Earlier this week the Center for Automotive Research (CAR) issued a report titled “The U.S. Automotive Market and Industry in 2025.” This is a fuller exposition of an economic forecast that CAR initially presented in December 2010. Its focus is on the impact of U.S. greenhouse gas and fuel economy standards for 2017–2025 currently under consideration by the EPA and the Department of Transportation.

In March 2011 the ICCT published a critique of CAR’s December presentation, in which CAR had forecast that the costs associated with those future standards would far outweigh associated fuel savings, leading to declining demand and reduced levels of production and employment in the automotive and related industries. Our review uncovered so many fundamental technical and scientific errors as to make it clear that CAR’s analysis could not, without significant correction and improvement, serve as a basis for serious policy discussions.

In its newly released report, CAR has indeed corrected a number of errors, primarily with respect to calculation of the fuel savings. However, the analysis remains fundamentally flawed by improper use of data, incorrect methodologies, erroneous assumptions, and unsound appraisal of technological and other tendencies. Our assessment of CAR’s forecast therefore remains unchanged.

See below for a link to download a detailed enumeration of our criticisms of the CAR report. To summarize briefly:

The major problems with CAR’s cost assessment remain essentially unchanged. Most importantly, CAR inappropriately uses estimates of current fuel consumption technology benefits and costs from the 2010 NAS CAFE report to represent 2025 vehicles, despite the report’s explicit warning against doing so: “Tables S-1 and S-2 show the committee’s estimates of fuel consumption benefits and costs for technologies that are commercially available and can be implemented within 5 years.  The cost estimates represent estimates for the current (2009/2010) time period to about 5 years in the future.”  [Page S-1]

By employing near-term projections as long-term estimates, CAR ignores technology advances and cost reductions due to research and development and learning that are generally expected to occur. Because of these erroneous assumptions, the CAR forecast also requires a much higher market share for hybrids, plug-in hybrids, and battery electric vehicles, along with their associated charging equipment costs, which further increases vehicle technology costs.
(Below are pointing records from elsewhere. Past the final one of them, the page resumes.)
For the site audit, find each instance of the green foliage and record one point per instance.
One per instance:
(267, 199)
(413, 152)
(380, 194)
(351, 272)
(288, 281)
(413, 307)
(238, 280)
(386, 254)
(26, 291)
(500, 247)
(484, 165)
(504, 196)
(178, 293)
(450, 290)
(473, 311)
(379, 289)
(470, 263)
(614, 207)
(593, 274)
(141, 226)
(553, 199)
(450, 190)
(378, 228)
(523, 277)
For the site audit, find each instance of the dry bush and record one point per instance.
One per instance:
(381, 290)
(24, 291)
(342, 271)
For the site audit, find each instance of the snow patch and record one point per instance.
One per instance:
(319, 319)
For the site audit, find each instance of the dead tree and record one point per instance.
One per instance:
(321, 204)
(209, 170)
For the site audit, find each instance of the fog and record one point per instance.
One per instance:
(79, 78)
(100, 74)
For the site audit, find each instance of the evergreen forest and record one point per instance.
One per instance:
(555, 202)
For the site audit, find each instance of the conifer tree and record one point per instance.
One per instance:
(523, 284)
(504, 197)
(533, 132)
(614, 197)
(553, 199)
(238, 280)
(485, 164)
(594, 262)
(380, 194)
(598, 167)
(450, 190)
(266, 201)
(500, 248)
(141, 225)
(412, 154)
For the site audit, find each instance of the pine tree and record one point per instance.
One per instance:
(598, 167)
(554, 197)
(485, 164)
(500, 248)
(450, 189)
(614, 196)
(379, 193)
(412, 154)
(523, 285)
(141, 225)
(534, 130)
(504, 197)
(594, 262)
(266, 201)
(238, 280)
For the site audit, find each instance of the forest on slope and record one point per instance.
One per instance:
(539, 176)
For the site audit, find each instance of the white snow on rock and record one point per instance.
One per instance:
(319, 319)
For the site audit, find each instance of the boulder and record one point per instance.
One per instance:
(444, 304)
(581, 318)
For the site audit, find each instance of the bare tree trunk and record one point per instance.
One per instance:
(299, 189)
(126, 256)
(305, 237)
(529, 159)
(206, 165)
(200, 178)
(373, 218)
The report also ignores the near certainty that automakers will take full advantage of air conditioning credits, and thus raises the effective performance target by about 1% per year, compounded annually.  For example, this means that CAR’s 5% scenario is about the same stringency as EPAs 6% scenario. It also includes projected costs of safety equipment that are entirely irrelevant to this analysis (and compounds the error by including zero benefits from that equipment).

These errors have major impacts. Inclusion of safety equipment arbitrarily increased CAR’s vehicle costs by $1,500. CAR’s own assessment (buried in Appendix I but not included in their primary analyses) was that inclusion of the AC credits would reduce the cost of the 3% scenario by $305 per vehicle, the 4% scenario by $1,250, the 5% scenario by $1,100, and the 6% scenario by $2,764. CAR’s inclusion of a powersplit hybrid instead of the cheaper ISG hybrid increased hybrid costs by over $1,800 per hybrid vehicle, with only an incremental 3% reduction in fuel consumption. The charging equipment costs alone for the inflated number of PHEVs and BEVs were $40 on average for all vehicles for the 3% scenario, $175 for the 4% scenario, $348 for the 5% scenario, and $1,105 for the 6% scenario; and the incremental vehicle costs are much higher yet.
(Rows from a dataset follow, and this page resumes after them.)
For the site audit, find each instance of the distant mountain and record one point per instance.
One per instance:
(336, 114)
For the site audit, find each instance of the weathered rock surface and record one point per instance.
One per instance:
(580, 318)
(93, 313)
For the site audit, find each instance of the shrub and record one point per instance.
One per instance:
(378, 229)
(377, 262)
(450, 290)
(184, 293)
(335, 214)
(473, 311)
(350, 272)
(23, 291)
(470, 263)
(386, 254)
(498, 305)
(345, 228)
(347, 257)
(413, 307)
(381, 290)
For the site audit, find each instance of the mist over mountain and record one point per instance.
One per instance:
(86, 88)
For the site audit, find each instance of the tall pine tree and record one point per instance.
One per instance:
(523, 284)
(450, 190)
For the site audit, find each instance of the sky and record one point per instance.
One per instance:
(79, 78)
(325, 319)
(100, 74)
CAR’s use of 2010 technologies and costs has by far the largest impact on the total costs, although it is difficult to quantify. The methodology of the report is equivalent to using 1995 technology and costs to characterize 2010 vehicles. No one would attempt to defend that idea, given the massive improvements in technology and costs that have occurred since 1995. Yet it makes even less sense to use 2010 technologies and costs to characterize 2025 vehicles, as improvements in computer simulations and computer-aided design are continuously accelerating the pace of technology innovation. In fact, EPA and NHTSA are the only organizations we are aware of that are undertaking meticulous technology projections for 2025, instead of relying on outdated studies.

The cumulative effect of the errors in the CAR report is, again, to overestimate vehicle price and underestimate the available technology associated with potential greenhouse gas/CAFE standards. If CAR had used a more credible analytical approach and representative estimates for technology and cost, it would have found significant CO2 and fuel efficiency benefits at moderate cost, translating into greater savings to consumers and positive impacts on industry and employment.